While the law on piercing a company veil remains ambiguous, certain rules can be applied to help mitigate the concerns of those operating an LLC that they can protect their personal assets from legal liability. This is often the sole reason members choose to form an LLC in the first place.

The whole idea behind protecting your personal assets is keeping the business separate from your personal life. This involves paying close attention to the structure, operations and the titles within the LLC, including job positions. Documents (i.e. checking accounts, business cards, letterhead, designations on contracts) should be carefully written and identified as LLC. Most importantly, NEVER NEVER NEVER co-mingle funds between your personal and business accounts. Additionally, always operate the company in a way that distinguishes it from your personal life. Separate identities should always be acknowledged and respected. For example, never pay an LLC debt with your personal account or with another business account. This behavior could cause you and other members to become liable for LLC debts being paid off. Careful attention should be paid to the operating agreement which governs the LLC. Required meetings (perhaps annual – if so provided for in the operating agreement) should be conducted.

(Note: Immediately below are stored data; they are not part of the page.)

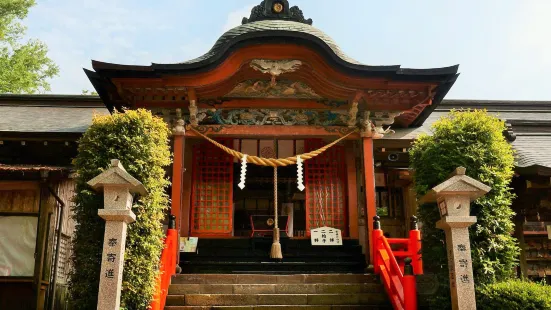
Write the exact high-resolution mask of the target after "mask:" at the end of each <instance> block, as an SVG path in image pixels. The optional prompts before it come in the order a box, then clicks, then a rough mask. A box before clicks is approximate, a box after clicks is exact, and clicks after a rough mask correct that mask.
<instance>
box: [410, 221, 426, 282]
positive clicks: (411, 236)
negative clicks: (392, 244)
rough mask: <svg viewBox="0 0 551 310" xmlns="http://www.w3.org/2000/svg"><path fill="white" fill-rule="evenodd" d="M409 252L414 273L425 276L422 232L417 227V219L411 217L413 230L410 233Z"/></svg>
mask: <svg viewBox="0 0 551 310" xmlns="http://www.w3.org/2000/svg"><path fill="white" fill-rule="evenodd" d="M408 251H409V252H410V253H411V259H412V263H411V265H412V266H413V272H415V274H423V260H422V257H421V256H422V255H421V231H419V226H418V225H417V217H416V216H412V217H411V230H410V231H409V244H408Z"/></svg>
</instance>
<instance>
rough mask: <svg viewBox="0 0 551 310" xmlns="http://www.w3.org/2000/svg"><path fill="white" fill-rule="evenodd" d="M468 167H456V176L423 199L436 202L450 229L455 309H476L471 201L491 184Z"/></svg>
mask: <svg viewBox="0 0 551 310" xmlns="http://www.w3.org/2000/svg"><path fill="white" fill-rule="evenodd" d="M465 170H466V169H465V168H463V167H459V168H457V169H455V171H454V172H453V173H452V176H451V177H450V178H449V179H448V180H446V181H445V182H443V183H442V184H440V185H438V186H436V187H434V188H433V189H432V190H431V191H430V192H429V193H427V195H425V196H424V197H423V198H422V199H421V202H422V203H425V202H436V203H437V205H438V209H439V211H440V217H441V219H440V220H439V221H438V222H436V227H437V228H440V229H442V230H444V232H445V233H446V247H447V252H448V268H449V271H450V290H451V296H452V308H453V309H454V310H458V309H461V310H471V309H472V310H475V309H476V299H475V290H474V281H473V268H472V261H471V244H470V241H469V226H471V225H473V224H474V223H476V217H475V216H470V204H471V201H473V200H476V199H477V198H480V197H482V196H484V195H485V194H486V193H487V192H489V191H490V189H491V188H490V187H489V186H487V185H485V184H483V183H480V182H479V181H477V180H475V179H473V178H471V177H468V176H466V175H465Z"/></svg>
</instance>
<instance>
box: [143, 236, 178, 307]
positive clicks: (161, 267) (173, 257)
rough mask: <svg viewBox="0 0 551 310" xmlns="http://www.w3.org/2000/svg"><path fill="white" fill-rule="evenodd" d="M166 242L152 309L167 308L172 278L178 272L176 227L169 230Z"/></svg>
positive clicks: (177, 237) (163, 251)
mask: <svg viewBox="0 0 551 310" xmlns="http://www.w3.org/2000/svg"><path fill="white" fill-rule="evenodd" d="M164 244H165V247H164V249H163V252H162V253H161V261H160V266H159V277H158V279H157V284H156V288H155V295H154V296H153V300H152V301H151V304H150V305H149V309H151V310H163V309H164V308H165V302H166V295H167V294H168V287H169V286H170V279H171V277H172V276H173V275H174V274H175V273H176V255H177V254H178V252H177V250H178V231H177V230H176V229H168V230H167V232H166V238H165V242H164Z"/></svg>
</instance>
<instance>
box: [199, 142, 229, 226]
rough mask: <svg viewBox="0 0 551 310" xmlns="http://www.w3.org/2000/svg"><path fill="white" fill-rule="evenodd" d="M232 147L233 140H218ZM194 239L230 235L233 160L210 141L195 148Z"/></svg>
mask: <svg viewBox="0 0 551 310" xmlns="http://www.w3.org/2000/svg"><path fill="white" fill-rule="evenodd" d="M217 141H218V142H219V143H221V144H223V145H225V146H228V147H232V146H233V145H232V143H233V140H231V139H224V140H217ZM192 188H193V190H192V195H191V225H190V226H191V234H192V236H209V235H211V236H220V235H224V236H231V234H232V231H233V158H232V157H231V156H230V155H228V154H227V153H225V152H223V151H222V150H220V149H219V148H218V147H216V146H214V145H213V144H212V143H210V142H203V143H201V144H199V145H196V146H194V149H193V186H192Z"/></svg>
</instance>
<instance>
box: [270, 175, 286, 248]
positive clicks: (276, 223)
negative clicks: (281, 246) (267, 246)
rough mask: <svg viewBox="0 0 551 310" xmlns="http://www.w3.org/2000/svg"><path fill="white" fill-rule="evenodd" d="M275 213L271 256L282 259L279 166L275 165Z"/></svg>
mask: <svg viewBox="0 0 551 310" xmlns="http://www.w3.org/2000/svg"><path fill="white" fill-rule="evenodd" d="M274 214H275V218H274V236H273V243H272V250H271V251H270V258H275V259H282V258H283V253H282V252H281V243H280V242H279V224H278V218H279V216H278V212H277V167H274Z"/></svg>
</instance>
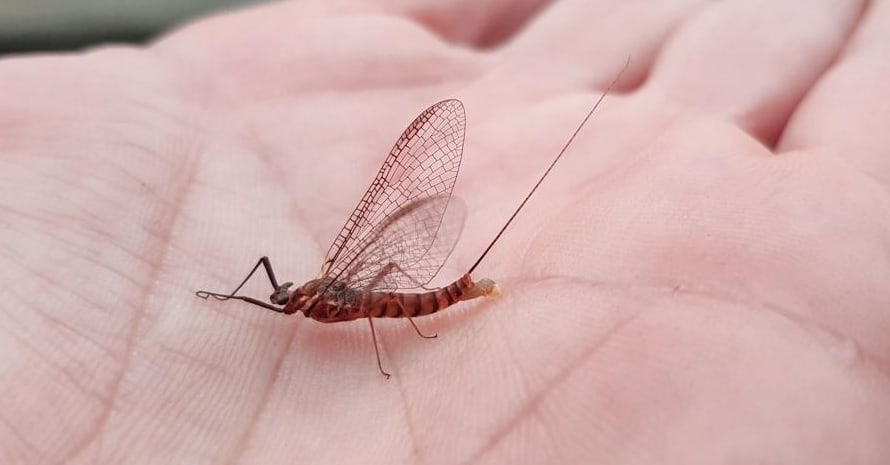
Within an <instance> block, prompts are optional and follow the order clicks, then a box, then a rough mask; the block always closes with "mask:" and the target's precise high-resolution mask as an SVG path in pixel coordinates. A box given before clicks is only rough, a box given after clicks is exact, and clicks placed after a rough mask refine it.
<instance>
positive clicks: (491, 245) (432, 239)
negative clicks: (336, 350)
mask: <svg viewBox="0 0 890 465" xmlns="http://www.w3.org/2000/svg"><path fill="white" fill-rule="evenodd" d="M619 77H620V74H619ZM617 79H618V78H617V77H616V78H615V81H617ZM615 81H613V82H612V84H610V85H609V86H608V87H607V88H606V91H605V92H603V94H602V95H600V97H599V99H597V101H596V103H595V104H594V105H593V108H591V109H590V111H589V112H588V113H587V116H585V117H584V119H583V120H582V121H581V124H579V125H578V127H577V128H576V129H575V132H574V133H572V135H571V137H570V138H569V140H568V141H567V142H566V143H565V145H564V146H563V147H562V149H561V150H560V151H559V153H558V154H557V156H556V158H554V159H553V161H552V162H551V163H550V166H549V167H548V168H547V170H546V171H545V172H544V174H543V175H542V176H541V178H540V179H538V182H537V183H536V184H535V185H534V187H532V189H531V191H530V192H529V193H528V194H527V195H526V197H525V199H523V201H522V203H520V204H519V207H517V208H516V210H515V211H514V212H513V214H512V215H511V216H510V218H509V219H508V220H507V222H506V223H505V224H504V226H503V227H502V228H501V230H500V231H499V232H498V233H497V235H495V237H494V239H492V241H491V242H490V243H489V244H488V247H486V248H485V250H484V251H483V252H482V254H481V255H480V256H479V258H478V259H477V260H476V262H475V263H473V266H471V267H470V268H469V269H468V270H467V272H466V273H464V275H463V276H461V277H460V278H459V279H458V280H457V281H454V282H453V283H451V284H449V285H447V286H444V287H440V288H434V289H430V288H427V287H425V286H426V284H428V283H429V282H430V281H432V279H433V278H434V277H435V276H436V274H437V273H438V271H439V269H440V268H441V267H442V265H443V264H444V263H445V260H446V259H447V258H448V256H449V255H450V253H451V250H452V249H453V247H454V245H455V244H456V242H457V236H458V234H459V230H460V228H459V227H455V226H456V225H457V226H460V225H462V221H463V220H462V213H463V210H462V209H460V208H457V207H455V205H456V203H452V208H451V209H448V210H449V211H448V213H449V218H448V219H449V221H443V218H444V217H445V215H446V209H447V207H448V205H449V200H451V191H452V189H453V188H454V182H455V180H456V179H457V173H458V169H459V168H460V160H461V155H462V153H463V142H464V128H465V117H464V108H463V104H461V102H460V101H459V100H444V101H441V102H439V103H436V104H435V105H433V106H431V107H429V108H427V109H426V110H424V111H423V113H421V114H420V115H419V116H418V117H417V118H416V119H415V120H414V121H413V122H412V123H411V124H410V125H409V126H408V128H407V129H405V131H404V133H402V136H401V137H400V138H399V140H398V141H397V142H396V144H395V146H394V147H393V148H392V150H391V151H390V152H389V156H387V157H386V160H385V161H384V162H383V166H382V167H381V168H380V171H379V172H378V173H377V177H376V178H375V179H374V182H372V183H371V187H370V188H368V191H367V192H365V195H364V196H363V197H362V199H361V201H360V202H359V204H358V206H357V207H356V208H355V211H353V212H352V215H351V216H350V217H349V219H348V220H347V221H346V224H345V225H344V226H343V229H342V230H341V231H340V233H339V234H338V235H337V238H336V239H335V240H334V243H333V244H332V245H331V248H330V249H329V250H328V253H327V255H326V256H325V259H324V262H323V263H322V266H321V274H320V275H319V277H318V278H316V279H313V280H311V281H309V282H307V283H306V284H303V285H302V286H300V287H297V288H296V289H293V290H291V289H290V288H291V286H293V283H291V282H286V283H283V284H279V283H278V279H277V278H276V277H275V273H274V272H273V270H272V264H271V262H270V261H269V258H268V257H262V258H260V259H259V261H258V262H257V263H256V265H254V267H253V269H252V270H251V271H250V273H248V274H247V277H245V278H244V280H243V281H241V284H239V285H238V287H236V288H235V290H234V291H232V292H231V293H229V294H218V293H215V292H208V291H198V292H196V295H197V296H198V297H201V298H204V299H206V298H208V297H214V298H216V299H219V300H229V299H238V300H242V301H244V302H248V303H251V304H254V305H258V306H260V307H263V308H266V309H269V310H272V311H275V312H279V313H284V314H287V315H290V314H293V313H297V312H302V313H303V314H304V315H305V316H306V317H308V318H312V319H313V320H317V321H320V322H323V323H336V322H341V321H352V320H357V319H359V318H367V319H368V324H369V325H370V327H371V338H372V342H373V344H374V351H375V353H376V355H377V366H378V368H379V369H380V372H381V373H382V374H383V376H385V377H386V378H389V376H390V375H389V373H387V372H386V371H385V370H384V369H383V364H382V363H381V362H380V350H379V349H378V347H377V334H376V332H375V330H374V318H407V319H408V321H409V322H410V323H411V325H412V326H413V327H414V330H415V331H417V334H418V335H420V336H421V337H424V338H433V337H436V335H432V336H427V335H424V334H423V333H422V332H421V331H420V329H419V328H418V327H417V325H416V324H415V323H414V320H413V319H412V318H413V317H417V316H424V315H430V314H432V313H436V312H438V311H441V310H444V309H445V308H447V307H449V306H451V305H454V304H455V303H457V302H462V301H466V300H471V299H475V298H478V297H482V296H497V295H499V294H500V290H499V289H498V287H497V285H496V284H495V282H494V281H492V280H490V279H480V280H478V281H474V280H473V278H472V276H471V275H472V273H473V271H474V270H475V269H476V267H477V266H479V263H481V262H482V259H483V258H485V256H486V255H487V254H488V252H489V251H490V250H491V248H492V247H493V246H494V244H495V243H496V242H497V241H498V239H500V237H501V235H502V234H503V233H504V231H505V230H506V229H507V227H508V226H510V223H512V222H513V219H514V218H516V215H517V214H518V213H519V211H520V210H522V208H523V207H524V206H525V204H526V202H528V200H529V199H530V198H531V196H532V194H534V193H535V191H536V190H537V189H538V186H540V185H541V183H542V182H543V181H544V178H546V177H547V175H548V174H549V173H550V170H552V169H553V167H554V166H555V165H556V163H557V162H558V161H559V159H560V158H561V157H562V155H563V153H565V151H566V149H568V147H569V145H571V143H572V141H573V140H574V139H575V137H576V136H577V135H578V133H579V132H580V131H581V128H582V127H584V124H585V123H587V120H588V119H590V117H591V115H593V112H594V111H595V110H596V108H597V107H598V106H599V104H600V102H602V100H603V98H604V97H605V96H606V94H607V93H608V92H609V90H610V89H611V87H612V86H613V85H614V84H615ZM452 220H453V221H452ZM260 266H262V267H263V268H264V269H265V271H266V275H267V276H268V278H269V281H270V282H271V284H272V288H273V289H274V290H273V292H272V294H271V295H270V296H269V301H270V302H271V303H267V302H264V301H261V300H259V299H255V298H253V297H246V296H241V295H237V294H238V291H239V290H241V288H242V287H243V286H244V284H245V283H247V281H248V280H249V279H250V277H251V276H253V274H254V273H255V272H256V271H257V270H258V269H259V267H260ZM421 289H422V290H424V291H425V292H414V293H409V292H399V291H404V290H421Z"/></svg>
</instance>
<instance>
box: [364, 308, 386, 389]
mask: <svg viewBox="0 0 890 465" xmlns="http://www.w3.org/2000/svg"><path fill="white" fill-rule="evenodd" d="M368 324H369V325H371V340H372V341H373V342H374V353H375V354H376V355H377V368H380V373H383V376H385V377H386V379H389V377H390V376H391V375H390V374H389V373H387V372H385V371H383V364H382V363H380V349H378V348H377V331H374V320H373V319H372V318H371V317H368Z"/></svg>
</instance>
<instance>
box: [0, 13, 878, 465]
mask: <svg viewBox="0 0 890 465" xmlns="http://www.w3.org/2000/svg"><path fill="white" fill-rule="evenodd" d="M350 3H351V2H343V3H342V4H343V5H346V6H342V7H337V8H336V9H333V7H328V10H329V11H325V10H324V9H323V8H322V7H321V6H319V5H327V4H328V3H327V2H318V4H319V5H315V4H313V3H312V2H296V3H288V4H278V5H271V6H265V7H261V8H255V9H251V10H246V11H241V12H235V13H229V14H226V15H222V16H218V17H214V18H209V19H205V20H201V21H198V22H196V23H193V24H191V25H189V26H187V27H185V28H183V29H180V30H178V31H176V32H172V33H170V34H169V35H166V36H165V37H163V38H161V39H159V41H158V42H156V43H154V44H152V45H150V46H148V47H145V48H124V47H113V48H106V49H99V50H94V51H91V52H89V53H86V54H80V55H71V56H56V55H48V56H41V57H20V58H11V59H6V60H4V61H3V62H0V89H3V91H2V95H0V163H2V168H0V173H2V174H0V193H2V195H0V202H2V209H0V211H2V214H0V218H2V222H0V225H2V228H0V234H2V241H0V244H2V247H0V250H2V257H3V259H2V263H3V266H2V268H0V271H2V273H0V276H2V281H3V286H2V287H0V289H2V290H0V301H2V302H3V304H2V306H0V310H2V312H0V318H2V320H0V321H2V325H0V329H2V336H0V392H2V395H0V420H2V421H0V463H34V464H42V463H72V464H104V463H127V464H139V463H193V464H201V463H207V464H211V463H212V464H216V463H245V464H246V463H262V464H279V463H280V464H294V463H300V464H304V463H363V464H367V463H386V464H397V463H429V464H446V463H447V464H454V463H474V464H477V463H479V464H481V463H485V464H488V463H492V464H500V463H610V464H621V463H628V464H646V463H659V464H663V463H682V464H693V463H709V464H710V463H805V464H821V463H826V464H837V463H887V462H888V460H890V442H888V441H887V440H886V439H887V438H888V437H890V377H888V371H890V337H888V334H890V316H888V315H890V313H888V311H890V255H888V250H890V195H888V192H890V130H888V128H890V103H888V102H890V67H888V63H890V48H888V47H887V46H886V44H887V43H890V3H888V2H887V1H879V2H873V3H872V4H871V5H870V8H869V9H867V10H866V2H861V1H860V2H857V1H847V2H837V1H835V0H819V1H812V0H806V1H799V2H791V1H786V2H750V1H747V0H744V1H735V2H733V1H728V2H720V3H716V2H714V4H710V3H709V2H706V1H703V0H701V1H691V0H690V1H684V2H664V3H663V4H670V5H672V6H671V7H670V8H666V7H656V6H651V5H637V6H634V5H635V4H631V3H629V2H624V1H613V2H609V1H598V2H572V1H565V2H560V3H558V4H555V5H553V6H552V7H551V8H546V9H545V8H541V9H540V10H537V11H535V9H534V8H533V5H527V6H525V7H524V6H520V2H515V1H511V2H485V3H484V5H485V6H480V5H479V4H480V3H482V2H472V1H462V2H452V3H451V4H449V5H441V4H439V3H435V4H434V3H433V2H412V1H410V0H408V1H402V2H395V1H393V2H376V3H370V2H356V3H357V4H358V6H355V7H351V6H348V5H349V4H350ZM414 3H417V4H416V5H415V4H414ZM427 3H429V5H425V4H427ZM525 3H529V4H531V3H534V2H525ZM331 10H334V11H331ZM359 13H361V14H359ZM628 57H630V65H629V67H628V69H627V71H626V72H625V73H624V75H623V76H622V77H621V78H620V80H619V83H618V85H617V90H615V91H614V92H613V93H612V94H611V95H610V96H607V97H606V99H605V101H604V104H603V105H602V106H601V107H600V109H599V110H598V111H597V113H596V114H595V115H594V117H593V120H592V121H591V123H590V124H589V125H588V126H587V127H586V128H585V130H584V131H583V132H582V133H581V135H580V136H579V138H578V139H577V140H576V142H575V144H574V145H573V147H572V148H571V149H570V151H569V152H568V153H567V154H566V156H565V157H564V158H563V160H562V162H561V163H560V164H559V165H558V166H557V167H556V169H555V170H554V171H553V173H552V175H551V177H550V178H549V179H548V180H547V181H545V183H544V185H543V186H542V188H541V190H540V191H539V193H538V194H536V196H535V198H533V199H532V201H531V202H530V203H529V205H528V207H527V208H526V210H525V211H523V213H522V214H520V216H519V217H518V219H517V221H516V223H515V225H514V227H512V228H511V229H510V230H508V231H507V233H506V234H505V235H504V237H503V238H502V240H501V242H500V243H499V244H498V245H496V246H495V248H494V249H493V250H492V252H491V254H490V255H489V256H488V257H487V258H486V261H484V262H483V263H482V265H481V266H480V267H479V269H477V270H476V272H475V273H474V277H475V278H476V279H480V278H484V277H490V278H492V279H494V280H495V281H497V282H498V285H499V286H500V288H501V291H502V292H503V296H502V297H501V298H500V299H477V300H474V301H472V302H465V303H461V304H459V305H457V306H455V307H453V308H450V309H448V310H446V311H445V312H443V313H441V314H439V315H437V316H433V317H425V318H418V319H417V320H416V323H417V324H418V327H419V328H420V329H421V330H422V331H423V332H425V333H438V335H439V337H438V338H436V339H433V340H425V339H421V338H420V337H418V336H417V334H416V333H415V331H414V330H413V328H411V326H410V325H409V324H408V322H407V321H404V320H378V321H377V322H376V324H375V327H376V328H377V331H378V339H379V341H380V347H381V356H382V362H383V364H384V366H385V367H386V368H387V370H388V371H389V372H390V373H392V374H393V376H392V378H391V379H389V380H385V379H384V378H383V376H381V375H380V372H379V371H378V369H377V366H376V363H375V359H374V352H373V348H372V347H371V335H370V334H369V332H368V325H367V322H366V321H363V320H358V321H354V322H349V323H342V324H321V323H318V322H315V321H310V320H307V319H305V318H303V317H302V316H301V315H293V316H289V317H288V316H283V315H281V314H275V313H272V312H269V311H266V310H262V309H259V308H257V307H254V306H251V305H248V304H246V303H244V302H235V301H229V302H216V301H213V300H206V301H205V300H201V299H198V298H196V297H195V296H194V294H193V293H194V291H195V290H198V289H209V290H216V291H220V292H225V291H228V290H231V288H232V287H233V286H234V285H236V284H237V283H238V282H239V281H240V280H241V278H242V277H243V276H244V274H245V273H246V272H247V271H248V270H249V268H250V267H251V266H252V265H253V264H254V263H255V262H256V259H257V258H258V257H260V256H262V255H268V256H269V257H270V258H271V260H272V264H273V265H275V267H276V271H277V273H278V277H279V280H281V281H295V282H297V284H298V285H299V284H301V283H303V282H305V281H308V280H310V279H313V278H315V277H316V275H317V273H318V269H319V266H320V265H321V260H322V258H323V256H324V253H325V251H326V250H327V246H328V245H329V244H330V242H331V241H332V240H333V237H334V235H335V234H336V232H337V230H338V228H339V227H340V225H341V224H342V222H343V221H344V220H345V218H346V217H347V216H348V214H349V212H350V211H351V209H352V207H354V205H355V203H356V202H357V201H358V199H359V197H360V196H361V194H362V193H363V191H364V189H365V188H366V187H367V184H368V183H369V182H370V180H371V179H372V178H373V176H374V174H375V173H376V170H377V168H378V166H379V164H380V162H381V161H382V160H383V158H384V156H385V154H386V153H387V151H388V149H389V146H390V145H391V144H392V143H393V142H394V141H395V139H396V138H397V137H398V135H399V133H400V131H401V130H402V129H404V127H405V125H406V124H407V123H408V122H409V121H410V120H411V119H413V118H414V116H415V115H416V114H417V113H418V112H420V111H421V110H422V109H423V108H426V106H428V105H429V104H431V103H433V102H435V101H437V100H441V99H443V98H460V99H462V100H463V101H464V104H465V105H466V108H467V114H468V134H467V143H466V146H465V153H464V162H463V165H462V168H461V177H460V179H459V180H458V182H457V187H456V188H455V193H456V195H459V196H461V197H462V198H463V199H464V200H465V202H466V204H467V210H468V212H469V215H468V217H467V221H466V223H465V226H464V232H463V235H462V236H461V239H460V242H459V244H458V246H457V249H456V251H455V253H454V254H453V256H452V257H451V259H450V260H449V262H448V264H447V265H446V266H445V268H443V270H442V271H441V273H440V277H439V280H437V281H436V283H437V284H445V283H447V282H449V281H451V280H454V279H457V278H458V277H459V276H460V274H461V273H462V272H464V271H465V270H466V268H467V267H468V266H469V265H470V264H471V263H472V262H473V261H474V260H475V258H476V257H477V256H478V254H479V253H480V252H481V251H482V249H483V248H484V247H485V245H486V244H487V243H488V241H489V240H490V239H491V238H492V236H493V235H494V234H495V233H496V232H497V230H498V228H499V227H500V225H501V224H502V223H503V221H504V220H506V218H507V217H508V216H509V214H510V212H511V211H512V209H513V208H515V206H516V205H517V204H518V202H519V201H520V200H521V197H522V196H523V195H524V194H525V192H527V190H528V189H529V188H530V187H531V185H532V184H533V183H534V181H535V179H536V178H537V176H539V175H540V173H541V171H542V170H543V169H544V168H545V167H546V165H547V163H548V162H549V161H550V159H551V158H552V157H553V156H554V155H555V152H556V151H557V150H558V149H559V147H560V146H561V145H562V143H563V142H564V141H565V139H566V138H567V137H568V135H569V134H570V132H571V130H572V129H573V128H574V126H575V125H576V124H577V123H578V122H579V120H580V119H581V117H583V115H584V113H585V112H586V110H588V109H589V108H590V105H592V103H593V102H594V100H595V99H596V97H597V96H598V95H599V94H600V93H601V92H602V90H603V88H604V87H605V85H606V84H607V83H608V82H609V81H611V80H612V78H614V77H615V75H616V74H618V72H619V70H620V69H621V68H622V67H623V66H624V64H625V62H626V60H627V59H628ZM439 281H441V282H439ZM270 292H271V289H270V288H269V286H268V283H266V282H264V280H263V279H262V277H261V276H260V277H255V278H254V280H253V281H251V283H249V285H248V286H246V288H245V293H247V294H249V295H252V296H256V297H259V298H262V299H265V298H266V296H268V295H269V293H270Z"/></svg>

Minutes should be maintained. Files should be “papered” and attention paid to details related to the maintenance of separate identities.

Fredrick P. Niemann Esq.

Generally, the purpose of an operating agreement under an LLC is to avoid individual liability for the debts of the business and to shield other assets. Maintaining that shield (or veil) requires more than just the initial formation and payment of the registration fee. One must govern the LLC carefully to maintain the personal immunity.